A fuir en revanche l'air de La Bohème de Leoncavallo "Musetta !.. O gioia della mia dimora", à la diction confuse et aux sons trop ouverts (1964) qui met à nu l'usure des moyens, malgré un aigu toujours sonore. Précisons que le ténor subit un grave accident de voiture en 1963 et qu'il revint sur scène après huit mois de convalescence. Antérieure à la version complète dirigée par Thomas Schippers en 1963 avec Regina Resnik, la "Fleur" de Don José, placée sous la houlette de Erede (1956) est déclamée dans un français exotique, tout comme l'air du Cid de Massenet "O souverain, ô juge, ô père", qui souffre d'une expression un peu plate. Le final de Lohengrin "In fernem Land", toujours avec le maestro Erede en 1955 est une splendeur. Un an avant d'aborder le rôle en scène à Milan, Del Monaco malgré une certaine opacité dans l'interprétation, mais dans un allemand plus qu'honorable, une émission haute et claire, s'impose dans une partition qui ne sera malheureusement suivie que par le Siegmund de La Walkyrie, à Stuttgart en 1966, seules incursions wagnériennes. Inutile de perdre son temps en revanche à l'écouter s'égosiller dans "Tonight", "Be my love", ou autres mélodies grossières et tape-à-l’œil.
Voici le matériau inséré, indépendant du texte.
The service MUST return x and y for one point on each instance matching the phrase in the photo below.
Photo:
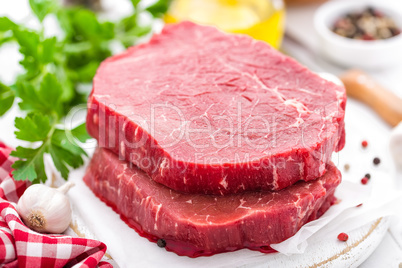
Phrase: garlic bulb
(45, 209)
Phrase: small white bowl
(377, 54)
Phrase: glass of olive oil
(261, 19)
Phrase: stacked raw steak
(214, 142)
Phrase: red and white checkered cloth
(22, 247)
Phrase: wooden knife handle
(362, 87)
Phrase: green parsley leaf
(6, 24)
(50, 93)
(46, 99)
(158, 8)
(81, 133)
(30, 168)
(65, 139)
(6, 98)
(34, 127)
(54, 70)
(42, 7)
(48, 50)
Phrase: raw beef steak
(196, 224)
(201, 111)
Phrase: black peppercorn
(161, 243)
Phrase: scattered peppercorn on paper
(379, 199)
(22, 247)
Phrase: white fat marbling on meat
(301, 109)
(158, 208)
(164, 165)
(95, 118)
(122, 148)
(223, 182)
(242, 202)
(301, 169)
(298, 122)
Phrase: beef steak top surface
(195, 102)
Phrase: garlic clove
(45, 209)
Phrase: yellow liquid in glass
(261, 19)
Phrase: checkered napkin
(22, 247)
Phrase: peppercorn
(346, 167)
(370, 24)
(161, 243)
(364, 144)
(343, 237)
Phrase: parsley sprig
(54, 68)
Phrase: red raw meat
(201, 111)
(195, 224)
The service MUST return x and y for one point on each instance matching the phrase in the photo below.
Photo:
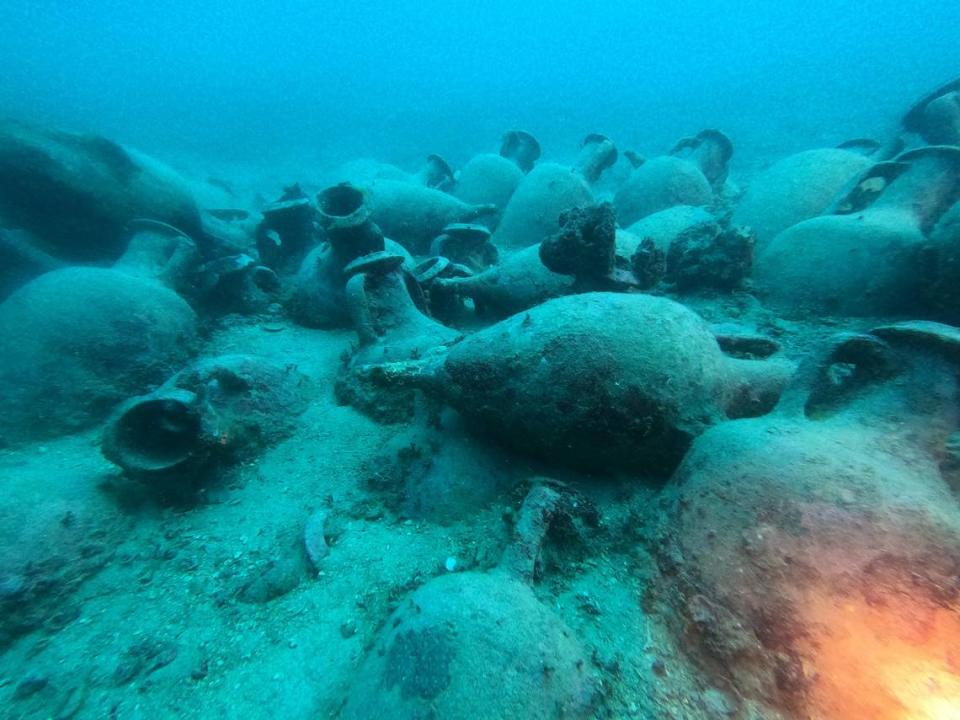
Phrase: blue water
(246, 81)
(570, 437)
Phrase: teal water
(449, 361)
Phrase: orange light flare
(896, 661)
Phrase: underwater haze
(308, 82)
(490, 361)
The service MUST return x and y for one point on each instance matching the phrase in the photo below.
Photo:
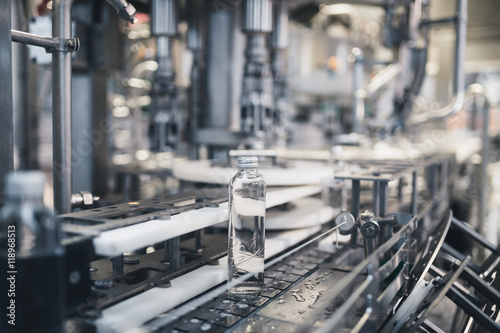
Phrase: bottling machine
(378, 210)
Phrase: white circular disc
(300, 173)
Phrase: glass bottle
(31, 259)
(247, 210)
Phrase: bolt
(131, 260)
(103, 284)
(370, 231)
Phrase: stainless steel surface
(258, 16)
(457, 101)
(7, 114)
(280, 32)
(164, 17)
(61, 100)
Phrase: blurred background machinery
(377, 128)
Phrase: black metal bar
(456, 254)
(433, 179)
(173, 248)
(472, 310)
(400, 190)
(414, 193)
(444, 20)
(376, 198)
(385, 228)
(199, 235)
(61, 114)
(356, 194)
(32, 39)
(480, 285)
(117, 265)
(7, 113)
(484, 166)
(474, 235)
Malgré quelques réserves, cet hommage à l’un des plus grands ténors du XXème siècle, accompagné de photos rares et de textes bien documentés, est hautement recommandable, en complément des intégrales toujours au catalogue et des nombreuses représentations captées en direct. Ceux qui ont eu la chance de voir Del Monaco en scène évoquent encore avec émotion l’impression qui émanait de sa personnalité. Le disque n’a sans doute pu préserver que partiellement le magnétisme de l’artiste, mais rendons-lui grâce d’avoir su engranger tant de moments inoubliables. Si la curiosité vous pique, n’hésitez pas à vous tourner vers les documents filmés, il y en a beaucoup (Otello au Japon en 1959 vient de sortir chez VAI), qui ne devraient pas vous décevoir.